Jeff Breidenbach writes:
Notice that of 325146 total messages, 624 of them had no message-id header. Even if you aggregate dup+col, you're still looking at a total duplicate rate of 0.29%.
Message ID's are supposed to be unique.
Fortunately, a rule more honored in the observance than the breach. Nonetheless, it *is* breached. The Postel Principle applies here, IMO.
better to go ahead and use the mesage-id, rather than concoct yet another "this time we mean it!" unique identifier.
That's not the point. We're not going to impose this on senders; that's what Message-ID is for, as you say. If a sender won't provide a proper Message-ID, third parties who get a CC are just out of luck.
I simply think we should be prepared for applications where relying on the sender to supply a UUID is not acceptable; we need to be able to provide one ourselves. Creating UUIDs is a solved problem, after all. So we just specify a header to put it in, and subscribers will be able to use it, per definition of a canonical URL.
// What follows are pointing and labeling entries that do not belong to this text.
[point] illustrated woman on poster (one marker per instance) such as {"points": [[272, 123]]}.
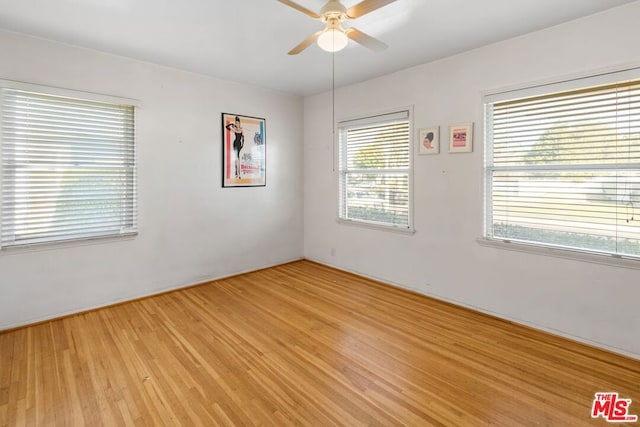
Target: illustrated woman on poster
{"points": [[428, 140], [238, 142]]}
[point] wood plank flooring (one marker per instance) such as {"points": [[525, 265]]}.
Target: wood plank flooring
{"points": [[300, 344]]}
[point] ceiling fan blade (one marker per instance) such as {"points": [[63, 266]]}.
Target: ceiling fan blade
{"points": [[365, 39], [366, 6], [302, 9], [305, 43]]}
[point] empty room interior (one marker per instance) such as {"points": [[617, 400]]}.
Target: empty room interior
{"points": [[355, 212]]}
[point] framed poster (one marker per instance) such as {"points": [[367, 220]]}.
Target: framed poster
{"points": [[429, 140], [461, 138], [243, 151]]}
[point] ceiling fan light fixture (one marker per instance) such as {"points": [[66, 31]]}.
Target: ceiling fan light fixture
{"points": [[333, 40]]}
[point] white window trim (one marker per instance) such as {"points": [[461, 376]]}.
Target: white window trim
{"points": [[82, 95], [608, 75], [362, 119]]}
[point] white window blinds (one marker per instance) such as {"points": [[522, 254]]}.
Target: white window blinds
{"points": [[563, 169], [68, 168], [375, 162]]}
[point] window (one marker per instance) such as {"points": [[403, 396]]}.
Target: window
{"points": [[375, 170], [68, 166], [563, 167]]}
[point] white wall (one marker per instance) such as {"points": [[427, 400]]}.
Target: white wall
{"points": [[590, 302], [190, 229]]}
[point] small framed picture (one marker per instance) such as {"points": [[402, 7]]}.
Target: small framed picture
{"points": [[429, 140], [461, 138], [243, 151]]}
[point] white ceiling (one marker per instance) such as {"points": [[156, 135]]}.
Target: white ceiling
{"points": [[248, 40]]}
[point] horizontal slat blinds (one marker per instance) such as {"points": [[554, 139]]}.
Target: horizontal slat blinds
{"points": [[374, 170], [68, 169], [564, 169]]}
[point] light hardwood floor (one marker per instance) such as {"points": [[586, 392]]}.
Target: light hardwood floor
{"points": [[300, 344]]}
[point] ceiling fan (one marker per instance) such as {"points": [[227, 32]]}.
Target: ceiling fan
{"points": [[334, 38]]}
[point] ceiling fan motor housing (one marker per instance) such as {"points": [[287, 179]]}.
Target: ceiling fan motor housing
{"points": [[333, 9]]}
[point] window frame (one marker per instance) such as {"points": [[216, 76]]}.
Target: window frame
{"points": [[372, 119], [567, 84], [81, 96]]}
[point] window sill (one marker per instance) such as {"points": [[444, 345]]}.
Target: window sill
{"points": [[64, 244], [575, 255], [409, 231]]}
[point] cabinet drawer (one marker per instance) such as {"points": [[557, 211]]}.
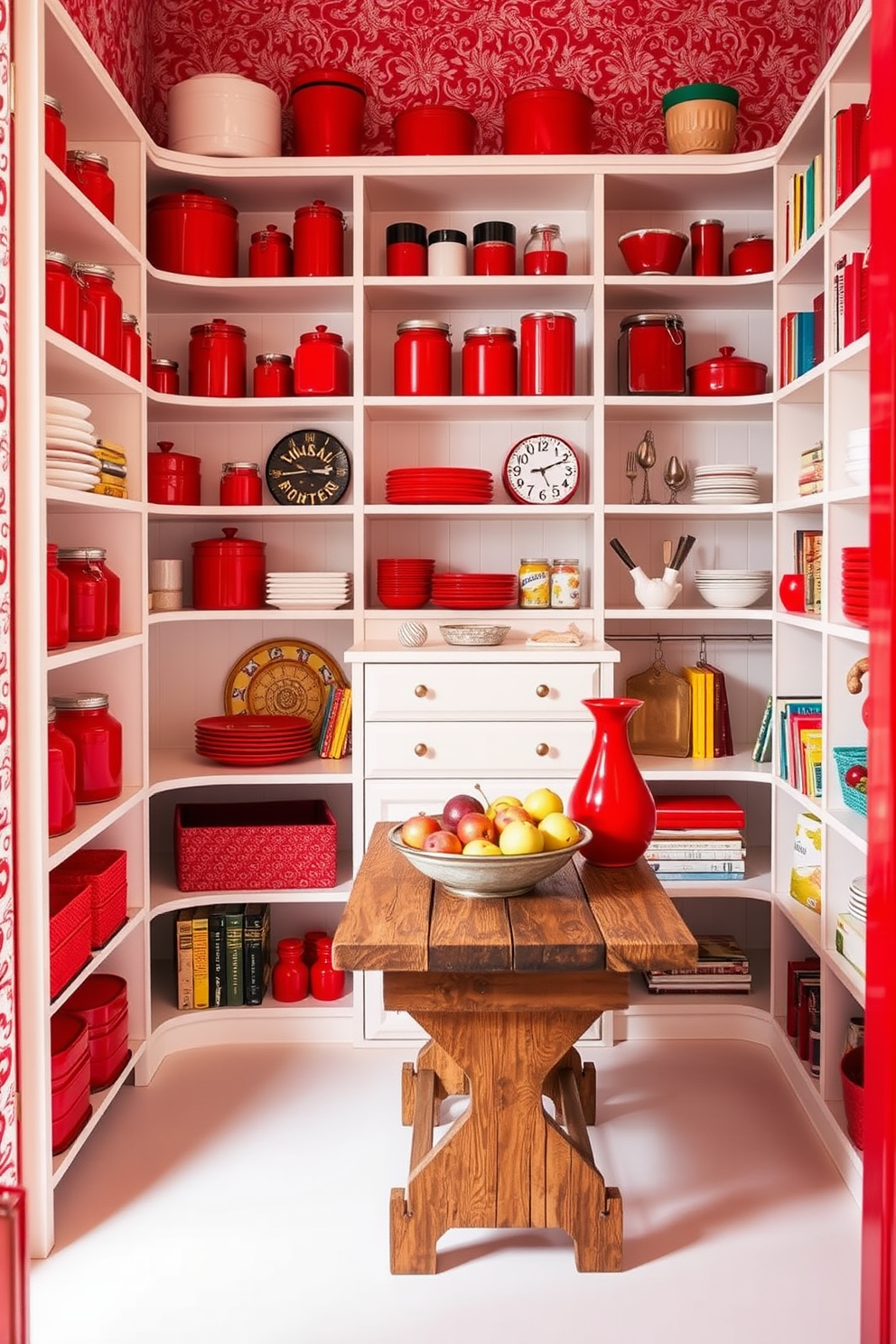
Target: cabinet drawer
{"points": [[473, 748], [471, 688]]}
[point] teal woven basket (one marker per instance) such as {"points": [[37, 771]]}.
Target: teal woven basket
{"points": [[844, 757]]}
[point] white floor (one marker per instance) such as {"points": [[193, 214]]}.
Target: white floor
{"points": [[243, 1197]]}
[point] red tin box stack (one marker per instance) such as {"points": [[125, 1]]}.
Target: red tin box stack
{"points": [[107, 873], [256, 847], [102, 1003], [69, 931], [70, 1077]]}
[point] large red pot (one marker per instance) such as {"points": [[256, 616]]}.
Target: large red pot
{"points": [[727, 375]]}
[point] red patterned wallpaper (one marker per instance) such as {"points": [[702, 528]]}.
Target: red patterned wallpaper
{"points": [[471, 52]]}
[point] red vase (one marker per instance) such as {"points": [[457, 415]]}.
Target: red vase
{"points": [[611, 796]]}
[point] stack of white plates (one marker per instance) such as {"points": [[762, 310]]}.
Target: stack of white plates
{"points": [[724, 482], [70, 441], [295, 590], [733, 588]]}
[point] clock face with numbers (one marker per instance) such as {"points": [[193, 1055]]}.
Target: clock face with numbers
{"points": [[308, 467], [542, 470]]}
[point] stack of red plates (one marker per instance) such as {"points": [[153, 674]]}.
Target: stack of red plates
{"points": [[438, 485], [403, 581], [251, 740], [854, 575], [463, 592]]}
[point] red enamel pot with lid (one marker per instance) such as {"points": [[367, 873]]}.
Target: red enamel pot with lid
{"points": [[727, 375]]}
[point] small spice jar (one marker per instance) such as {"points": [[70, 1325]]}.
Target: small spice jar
{"points": [[61, 777], [493, 247], [273, 375], [289, 976], [422, 358], [545, 253], [406, 249], [90, 173], [240, 482], [448, 252], [270, 253], [96, 733], [488, 362]]}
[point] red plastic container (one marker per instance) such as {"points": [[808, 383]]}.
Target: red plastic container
{"points": [[328, 107], [652, 355], [192, 234], [434, 131], [319, 241], [547, 121]]}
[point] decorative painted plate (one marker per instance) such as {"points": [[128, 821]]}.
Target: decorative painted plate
{"points": [[283, 677]]}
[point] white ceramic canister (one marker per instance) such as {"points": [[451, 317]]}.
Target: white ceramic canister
{"points": [[223, 115]]}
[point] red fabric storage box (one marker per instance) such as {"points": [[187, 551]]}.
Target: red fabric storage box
{"points": [[254, 845], [70, 1078], [69, 933], [102, 1002]]}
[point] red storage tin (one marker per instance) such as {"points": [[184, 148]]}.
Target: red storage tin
{"points": [[547, 121], [652, 355], [192, 234], [320, 364], [434, 131], [547, 355], [319, 241], [229, 574], [70, 1078], [328, 107], [217, 359]]}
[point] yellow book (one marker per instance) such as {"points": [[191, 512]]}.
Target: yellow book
{"points": [[697, 680]]}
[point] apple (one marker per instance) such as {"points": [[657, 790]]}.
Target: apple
{"points": [[474, 826], [443, 842], [542, 803], [521, 837], [458, 807], [415, 829], [559, 831]]}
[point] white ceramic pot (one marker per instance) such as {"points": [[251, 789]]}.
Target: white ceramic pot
{"points": [[228, 116]]}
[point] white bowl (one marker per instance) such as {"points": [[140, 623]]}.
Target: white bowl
{"points": [[488, 875]]}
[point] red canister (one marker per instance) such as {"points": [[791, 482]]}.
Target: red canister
{"points": [[319, 241], [270, 253], [217, 359], [54, 132], [96, 733], [273, 375], [652, 355], [322, 364], [63, 296], [488, 362], [707, 247], [229, 574], [422, 358], [547, 355], [192, 234], [90, 173]]}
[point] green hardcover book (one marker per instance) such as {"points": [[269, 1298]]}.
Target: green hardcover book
{"points": [[234, 953], [217, 957], [256, 952]]}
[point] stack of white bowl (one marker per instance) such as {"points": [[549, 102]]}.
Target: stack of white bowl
{"points": [[733, 588]]}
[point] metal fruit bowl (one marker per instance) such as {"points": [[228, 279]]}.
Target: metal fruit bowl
{"points": [[488, 875]]}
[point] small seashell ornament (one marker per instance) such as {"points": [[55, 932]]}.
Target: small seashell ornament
{"points": [[411, 635]]}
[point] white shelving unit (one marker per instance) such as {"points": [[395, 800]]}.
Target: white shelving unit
{"points": [[168, 668]]}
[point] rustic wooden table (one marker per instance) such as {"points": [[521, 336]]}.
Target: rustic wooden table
{"points": [[504, 988]]}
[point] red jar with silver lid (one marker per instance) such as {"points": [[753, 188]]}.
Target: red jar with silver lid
{"points": [[488, 362], [90, 173], [217, 359], [319, 239], [96, 733], [422, 358]]}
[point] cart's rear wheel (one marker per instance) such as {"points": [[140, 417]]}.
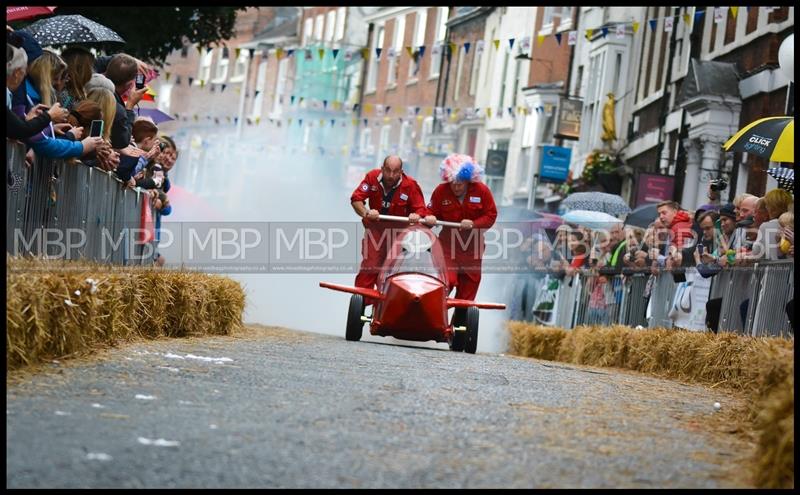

Then we say that an archive SHOULD provide access to the resource via Message-ID if available, and define how to construct that URL from the List-Archive and Message-ID headers.
Which brings me to suggestion #2, which is go ahead and write an RFC on how list servers should embed archival links in messages.
I think Barry already suggested that? Anyway, +1. But remember, a standards-track RFC should have a working implementation to point to.